Now, a three-dimensional model of the receptor responsible for sensing the sweet taste in the tongue has been constructed in lab of Prof. Masha Niv at the Hebrew University of Jerusalem’s Faculty of Agriculture. She and her team discovered that the model makes possible the scanning of huge databases to extract sweet compounds much faster than existing technologies.

The search for “the next stevia” is underway, with many researchers investing their efforts in locating natural, inexpensive, sugar-free, low-calorie sweeteners with no aftertaste. The biggest obstacle is the time it takes to find such new sweeteners. In addition, the brain receptor’s spatial structure for sweet taste has not been revealed to date. Therefore, creativity is needed to find new compounds that can create the desired taste.

In a recent study titled “Structure-based screening for discovery of sweet compounds” published with numerous diagrams in the scientific journal Food Chemistry, Niv of the Agriculture Faculty’s Institute of Biochemistry, Food and Nutrition and her doctoral student Yaron Ben Shoshan-Galeczky developed a computerized, 3D model of the receptor responsible for sensing the sweet taste. 

“Because the sweet-taste receptor structure has not been experimentally solved yet, a possible approach to finding sweet molecules is virtual screening using compatibility of candidate molecules to… models of the sugar-binding site,” they wrote. 

In a computational method, these materials are spatially suitable to find the link in the receptor model. The most reliable spatial model chosen is the one that was able to extract known sweeteners, but not “distracting” substances (similar in spatial form to sweet but not actually sweet). Using such a model in particular –and computational methods in general – made it possible for the team to scan at high speeds huge databases to extract sweet compounds.

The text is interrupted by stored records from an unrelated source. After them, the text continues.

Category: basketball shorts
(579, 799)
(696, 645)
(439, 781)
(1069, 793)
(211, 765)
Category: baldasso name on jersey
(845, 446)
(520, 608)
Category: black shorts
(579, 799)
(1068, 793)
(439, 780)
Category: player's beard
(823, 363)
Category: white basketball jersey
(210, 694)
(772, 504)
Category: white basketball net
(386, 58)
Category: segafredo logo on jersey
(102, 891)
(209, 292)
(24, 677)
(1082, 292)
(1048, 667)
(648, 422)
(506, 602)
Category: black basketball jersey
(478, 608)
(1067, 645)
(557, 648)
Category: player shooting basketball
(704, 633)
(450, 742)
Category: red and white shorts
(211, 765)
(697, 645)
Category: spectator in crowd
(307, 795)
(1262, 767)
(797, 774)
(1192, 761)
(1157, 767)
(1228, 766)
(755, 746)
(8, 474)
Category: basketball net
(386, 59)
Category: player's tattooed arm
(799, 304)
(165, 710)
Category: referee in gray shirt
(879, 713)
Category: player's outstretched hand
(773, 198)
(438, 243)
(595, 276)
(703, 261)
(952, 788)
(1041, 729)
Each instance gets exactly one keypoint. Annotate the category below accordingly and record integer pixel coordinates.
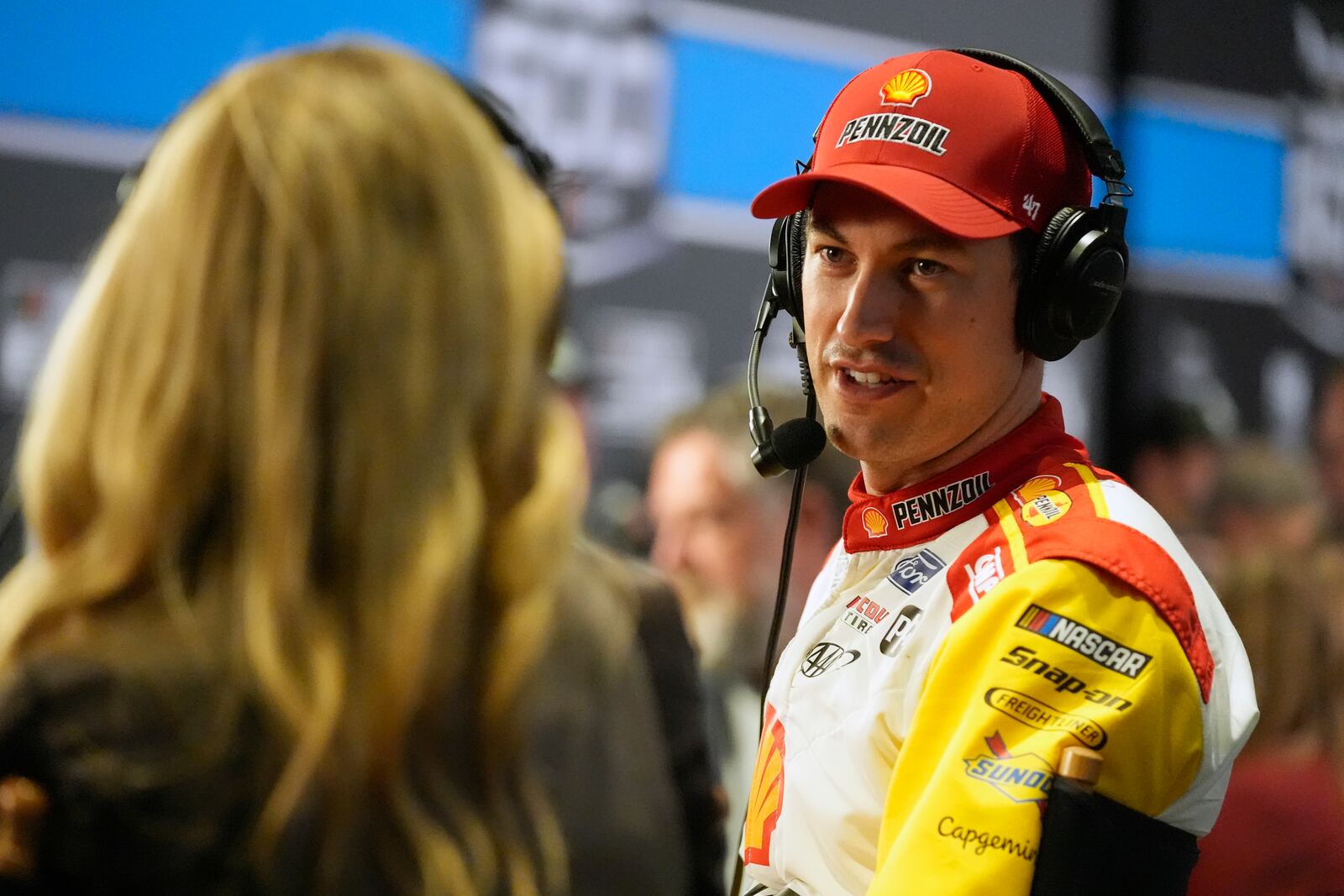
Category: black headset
(1077, 271)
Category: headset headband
(1102, 157)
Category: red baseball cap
(971, 148)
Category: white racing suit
(965, 631)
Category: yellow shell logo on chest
(1041, 500)
(906, 87)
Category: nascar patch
(1073, 634)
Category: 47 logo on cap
(906, 87)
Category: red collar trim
(927, 510)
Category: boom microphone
(797, 443)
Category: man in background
(1330, 448)
(718, 531)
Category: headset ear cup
(1038, 293)
(1077, 277)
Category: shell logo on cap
(874, 523)
(906, 87)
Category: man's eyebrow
(931, 239)
(826, 228)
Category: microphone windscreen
(799, 443)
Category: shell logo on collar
(906, 87)
(1042, 504)
(874, 523)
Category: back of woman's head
(302, 392)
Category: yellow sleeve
(1057, 654)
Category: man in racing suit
(995, 597)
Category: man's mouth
(869, 378)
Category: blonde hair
(302, 391)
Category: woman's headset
(1077, 271)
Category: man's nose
(669, 551)
(870, 309)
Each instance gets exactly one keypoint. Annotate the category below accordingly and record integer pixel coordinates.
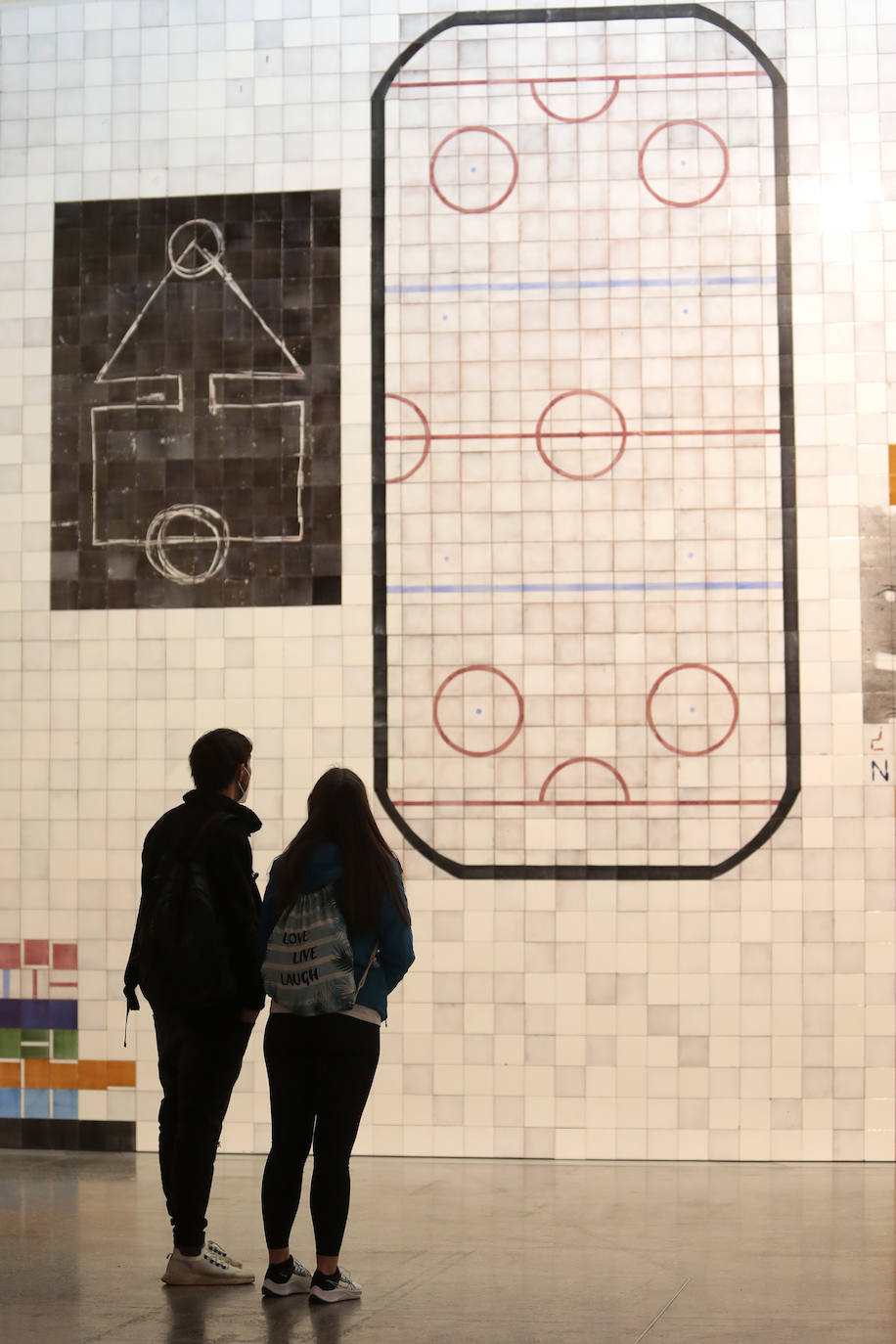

In the next phase of the study, the 3D model was used to scan an electronic “library” containing some 40,000 substances in food. For the 400 materials best-matched to the receptor, databases and patents were searched. From this search it emerged that for dozens of the materials discovered in the scan, patent applications were recently filed as sweeteners. This indicates the reliability of the model and its ability to classify materials as sweet from a very large database.

According to the researchers, “such studies, which are based on computational methods that are currently used mainly in drug development significantly reduce the amount of resources and time invested in the search for new sweeteners. and this is the most significant result of this study.”